The spirit duplicator is sometimes referred to as a Ditto machine because for "rotary spriti duplicators, the best known of which were produced by the Ditto Co." (Owen 47).
"The "spirit" in that name refers to methyl alcohol, a small amount of which was applied to each sheet of copy paper as it entered the machine, dampening it just enough to dissolve a bit of the waxy purple ink from the master, which was attached to a rotating drum" .
"The alcohol gave the copies a characteristically terrible smell, adored by schoolchildren of my generation" (Owen 47).
Notion of Spirit
There is possibility for multicolored copies, although most copies were typically purple: "At least eight colors are available but purple is generally used because of its density and contrast" (Doss 15).
"In general, [the spirit duplicator] produces a darker copy than the [gelatin hectograph] because the moistened fibers of the paper are dyed by the transfer of the ink in the fluid process, whereas in the gelatin process the dye is deposited on the surface of the paper. This factor increases the legibility and permanence of the reproduced material when the fluid process is used.

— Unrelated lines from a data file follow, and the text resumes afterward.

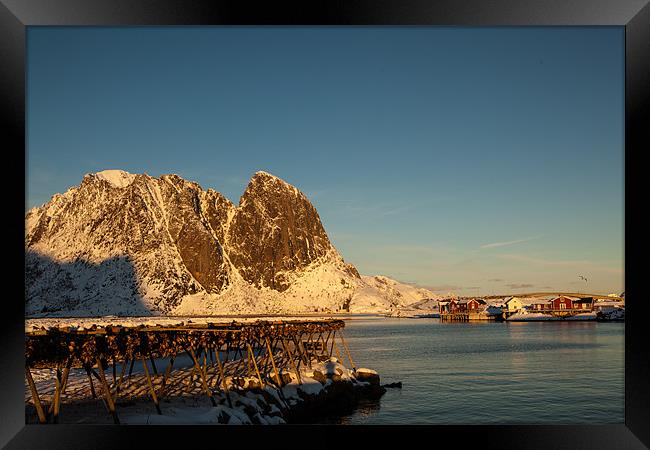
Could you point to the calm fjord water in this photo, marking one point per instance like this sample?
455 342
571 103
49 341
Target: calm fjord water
486 373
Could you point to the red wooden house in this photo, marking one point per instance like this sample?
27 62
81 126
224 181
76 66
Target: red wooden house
468 305
561 302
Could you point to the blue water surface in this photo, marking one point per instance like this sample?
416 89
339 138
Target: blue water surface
491 373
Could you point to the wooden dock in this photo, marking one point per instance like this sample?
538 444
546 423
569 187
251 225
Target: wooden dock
222 356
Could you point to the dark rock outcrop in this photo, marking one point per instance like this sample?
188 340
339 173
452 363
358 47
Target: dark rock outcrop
178 239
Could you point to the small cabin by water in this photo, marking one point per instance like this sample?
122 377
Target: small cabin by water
468 305
512 304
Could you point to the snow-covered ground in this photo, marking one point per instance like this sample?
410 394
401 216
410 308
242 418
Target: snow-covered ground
525 316
246 407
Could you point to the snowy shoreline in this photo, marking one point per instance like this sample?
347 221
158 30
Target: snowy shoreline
328 389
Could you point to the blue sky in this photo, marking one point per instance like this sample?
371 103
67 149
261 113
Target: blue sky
476 160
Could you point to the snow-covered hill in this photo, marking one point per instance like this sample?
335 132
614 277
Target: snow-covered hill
128 244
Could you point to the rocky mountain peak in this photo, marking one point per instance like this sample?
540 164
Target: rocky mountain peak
122 237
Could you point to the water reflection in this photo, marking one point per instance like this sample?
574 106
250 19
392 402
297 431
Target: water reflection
460 373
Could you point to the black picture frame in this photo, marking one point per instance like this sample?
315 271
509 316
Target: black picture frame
634 15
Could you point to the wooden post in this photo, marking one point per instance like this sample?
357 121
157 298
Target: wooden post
122 372
347 351
153 391
291 361
168 371
252 356
223 379
131 366
275 369
336 348
54 406
107 391
61 382
153 364
90 378
37 400
201 375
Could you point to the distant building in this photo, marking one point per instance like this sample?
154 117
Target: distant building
561 302
513 304
586 303
468 305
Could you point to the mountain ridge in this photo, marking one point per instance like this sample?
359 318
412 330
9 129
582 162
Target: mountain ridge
122 243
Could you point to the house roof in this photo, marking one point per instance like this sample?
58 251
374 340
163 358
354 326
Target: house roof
468 300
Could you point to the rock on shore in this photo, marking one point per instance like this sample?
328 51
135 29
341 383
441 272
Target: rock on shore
328 389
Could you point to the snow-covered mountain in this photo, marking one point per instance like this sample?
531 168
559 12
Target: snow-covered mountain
130 244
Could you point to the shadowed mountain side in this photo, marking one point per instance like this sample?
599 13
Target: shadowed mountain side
81 288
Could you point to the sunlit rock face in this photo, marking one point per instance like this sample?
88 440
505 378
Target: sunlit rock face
134 244
275 232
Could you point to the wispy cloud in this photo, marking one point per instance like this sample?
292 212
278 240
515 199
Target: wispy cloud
519 285
582 264
443 287
503 244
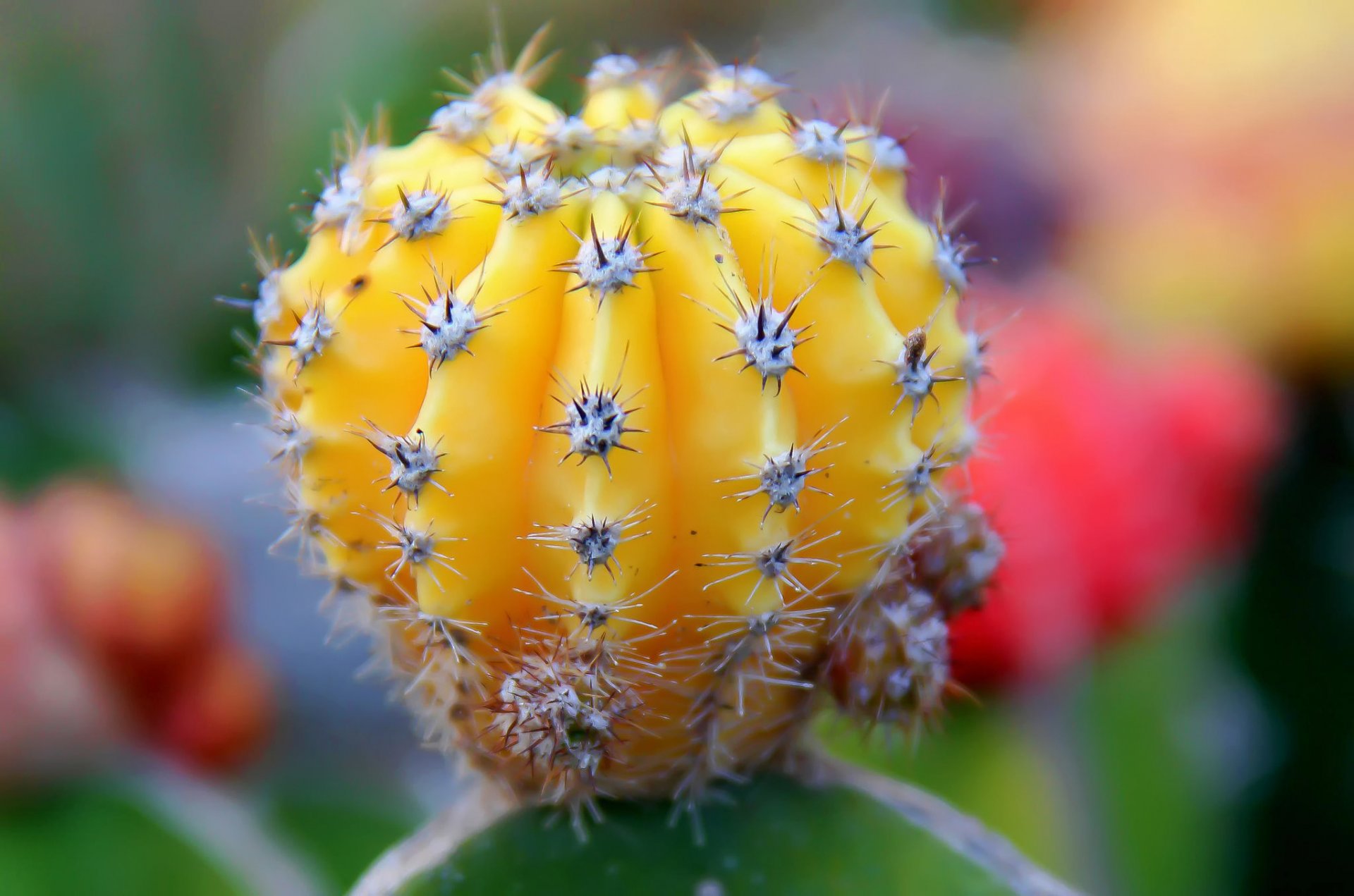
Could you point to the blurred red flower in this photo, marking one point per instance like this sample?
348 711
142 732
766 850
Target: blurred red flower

The spirit duplicator was typical equipment in offices and schools.
The This copying processing was less troublesome to complete than the spirit duplicator because it did not need an extra step to create a spirit master.
- Curwen, Harold. Processes of Graphic Reproduction in Printing. London: Faber and Faber, 1963.
- Doss, Milburn P. (Ed). Information Processing Equipment. New York: Reinhold Publishing Corporation, 1955.
- Fisher, Harrison M. Today's Business Machines. Chicago: American Technical Society, 1959
- Gardiner, A. W. Typewriting and Office Duplicating Processes. New York: Focal Press, 1968.
- Owen, David. Copies in seconds : how a lone inventor and an unknown company created the biggest communication breakthrough since Gutenberg: Chester Carlson and the birth of the Xerox machine. New York: Simon & Schuster, 2004.
- Rhodes, Barbara J. and Streeter, William W. Before Photocopying: The Art and History of Mechanical Copying, 1780-1938: A book in two parts. New Castle and Northampton: Oak Knoll Press and Heraldry Bindery, 1999.
- Schwartz, Hillel. The Culture of the Copy: Striking Likenesses, Unreasonable Facsimiles. New York: Zone Books, 1996.